GVP has an upgrade offer on to take _any_ accellerator card in trade
for a GVP 3001, so your friend doesn't _have_ to sell his. If he's got
a GVP card, he ought to be able to send it to GVP to upgrade to the higher
clock speed for the price differrence between the boards. At least, that's
what the promised me when I was looking into accelerators.

	<mike
--
The Sword of Damocles is hanging over my head			Mike Meyer
And I've got a feeling someone's gonna be cuttin' the thread	decwrl!mwm
Oh -- woe is me, My life is a misery			mwm@relay.pa.dec.com
And all I can see is I'm on the start of a pretty big downer

danb20@pro-graphics.cts.com (Dan Bachmann) (09/07/90)

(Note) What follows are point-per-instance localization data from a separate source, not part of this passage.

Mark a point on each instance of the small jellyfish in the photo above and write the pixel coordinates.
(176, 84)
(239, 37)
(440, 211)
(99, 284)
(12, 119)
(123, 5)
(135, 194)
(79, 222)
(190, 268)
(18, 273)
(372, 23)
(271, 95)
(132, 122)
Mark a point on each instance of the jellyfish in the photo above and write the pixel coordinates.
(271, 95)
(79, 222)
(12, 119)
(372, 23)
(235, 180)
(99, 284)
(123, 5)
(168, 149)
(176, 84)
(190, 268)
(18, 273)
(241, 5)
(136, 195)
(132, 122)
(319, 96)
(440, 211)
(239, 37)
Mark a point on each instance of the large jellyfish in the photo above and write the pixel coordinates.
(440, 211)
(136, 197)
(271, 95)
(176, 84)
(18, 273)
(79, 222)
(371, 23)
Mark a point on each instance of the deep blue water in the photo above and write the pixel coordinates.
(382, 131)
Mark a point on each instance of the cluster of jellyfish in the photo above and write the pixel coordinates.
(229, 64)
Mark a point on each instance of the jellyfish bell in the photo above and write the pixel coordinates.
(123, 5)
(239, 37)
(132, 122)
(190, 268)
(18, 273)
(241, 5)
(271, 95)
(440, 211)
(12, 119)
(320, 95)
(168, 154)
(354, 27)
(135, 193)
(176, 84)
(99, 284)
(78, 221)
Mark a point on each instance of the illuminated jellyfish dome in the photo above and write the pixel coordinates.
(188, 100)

In-Reply-To: message from schur@isi.edu

                In the September 1990 of Amazing Amiga Computing magazine it
explains that you can increase your 25MHz Commodore 68030 board by replacing
the 4 pin 25Mhz Crystal with a 28-29MHz crystal no problem and there should be
a noticeable speed difference of about 10%, so you'll be running a 28MHz 68030
rather than a 25MHz 68030.  Gee, I'm still running a stock 68000.

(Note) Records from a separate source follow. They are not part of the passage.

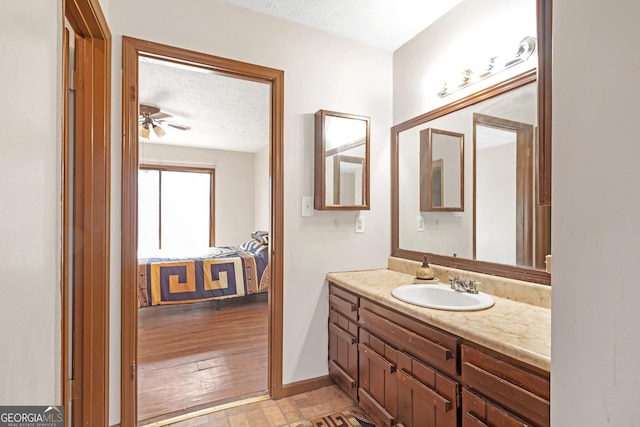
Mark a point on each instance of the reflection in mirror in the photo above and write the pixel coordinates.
(341, 161)
(348, 173)
(441, 170)
(505, 228)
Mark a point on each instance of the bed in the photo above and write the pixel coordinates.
(209, 274)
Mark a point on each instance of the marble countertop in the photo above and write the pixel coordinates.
(516, 329)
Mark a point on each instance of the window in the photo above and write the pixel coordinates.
(175, 209)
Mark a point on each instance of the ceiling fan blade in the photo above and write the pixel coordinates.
(148, 109)
(160, 115)
(178, 126)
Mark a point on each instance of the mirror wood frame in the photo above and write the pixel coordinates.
(503, 270)
(320, 154)
(427, 168)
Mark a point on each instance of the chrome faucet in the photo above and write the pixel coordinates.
(457, 284)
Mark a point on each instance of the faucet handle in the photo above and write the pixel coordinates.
(474, 285)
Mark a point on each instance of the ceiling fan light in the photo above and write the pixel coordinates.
(144, 131)
(158, 131)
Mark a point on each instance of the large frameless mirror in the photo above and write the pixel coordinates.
(506, 230)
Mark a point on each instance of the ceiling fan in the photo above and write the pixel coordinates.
(151, 117)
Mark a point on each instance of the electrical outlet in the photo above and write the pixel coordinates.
(359, 225)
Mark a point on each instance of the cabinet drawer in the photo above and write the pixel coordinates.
(343, 302)
(428, 344)
(515, 388)
(425, 397)
(478, 412)
(343, 352)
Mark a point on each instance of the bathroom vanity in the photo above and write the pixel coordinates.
(412, 366)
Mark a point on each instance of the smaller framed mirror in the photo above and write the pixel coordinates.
(441, 170)
(341, 161)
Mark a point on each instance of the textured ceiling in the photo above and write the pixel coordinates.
(224, 113)
(228, 113)
(387, 24)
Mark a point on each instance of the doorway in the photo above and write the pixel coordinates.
(510, 227)
(133, 50)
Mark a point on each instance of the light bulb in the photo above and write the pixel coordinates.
(158, 131)
(144, 131)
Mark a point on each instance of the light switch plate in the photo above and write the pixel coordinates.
(359, 224)
(307, 206)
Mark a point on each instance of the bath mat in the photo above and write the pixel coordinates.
(340, 419)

<LEEK@QUCDN.QueensU.CA> (09/08/90)

In article <4278@crash.cts.com>, danb20@pro-graphics.cts.com (Dan Bachmann)
says:
>
>In-Reply-To: message from schur@isi.edu
>
>                In the September 1990 of Amazing Amiga Computing magazine it
>explains that you can increase your 25MHz Commodore 68030 board by replacing
>the 4 pin 25Mhz Crystal with a 28-29MHz crystal no problem and there should be
>a noticeable speed difference of about 10%, so you'll be running a 28MHz 68030
   ----------------------------------------

Unless you are doing heavy duty CPU bound stuff all in FAST ram or cache, you
won't get all the 10%.  The 10 % is the upper limit.  If the CPU have to do any
chip ram access, it'll have to slow down...  In general, it is hard to notice
any speed increase of 10%.

The max speed you'll every get is 10% or so.  Whether or note you can actually
feel it is another question.  I personally won't notice it.  You pay for that
additional 10% of performance by risking reliability (timing, noise, heat etc)

>rather than a 25MHz 68030.  Gee, I'm still running a stock 68000.

I am running a 18.4MHz 020 Lucas/Frances.  I don't notice the speed gain (40%
without 32-bit ram) at all.  (with 32-bit ram, it runs at 4.6X speed  <- that  )
I can tell)

K. C. Lee
Elec. Eng. Grad. Student

daveh@cbmvax.commodore.com (Dave Haynie) (09/11/90)

In article <4278@crash.cts.com> danb20@pro-graphics.cts.com (Dan Bachmann) writes:
>In-Reply-To: message from schur@isi.edu

>                In the September 1990 of Amazing Amiga Computing magazine it
>explains that you can increase your 25MHz Commodore 68030 board by replacing
>the 4 pin 25Mhz Crystal with a 28-29MHz crystal no problem 

They're counting on a considerable amount of luck here.  Most designs, the
A2630 included, have a bit of design margin; they're at the least designed
to work at worst case, where the temperature is a hot as it gets and all chips
are as slow as they get.  So it stands to reason that, when you're not going
at worst case, you might go faster.  Not every IC is going to be at its 
slowest possible timing, and you're rarely running at the full 40C ambient
temperature.  Going to a faster clock speed will most likely produce a number
of machines that just plain fail at room temperature, the majority which will
probably fail when they get too warm, and a couple which will work 100% 
throughout the temperature range.  

It's not even quite as nice as that, though.  The 68030, for instance, is
only rated at 25MHz.  When you feed it a faster clock, it can start behaving
out of spec, which can further stress the speed of the system.  This clock
mod is a do-at-your-own-risk kind of thing, of course, but even still, I
wouldn't recommend it.

I may eventually come out with a safer A2630 speedup modification, since so
many folks keep asking about it.  But such a speedup, done correctly, will 
cost much more.

-- 
Dave Haynie Commodore-Amiga (Amiga 3000) "The Crew That Never Rests"
   {uunet|pyramid|rutgers}!cbmvax!daveh      PLINK: hazy     BIX: hazy
      Get that coffee outta my face, put a Margarita in its place!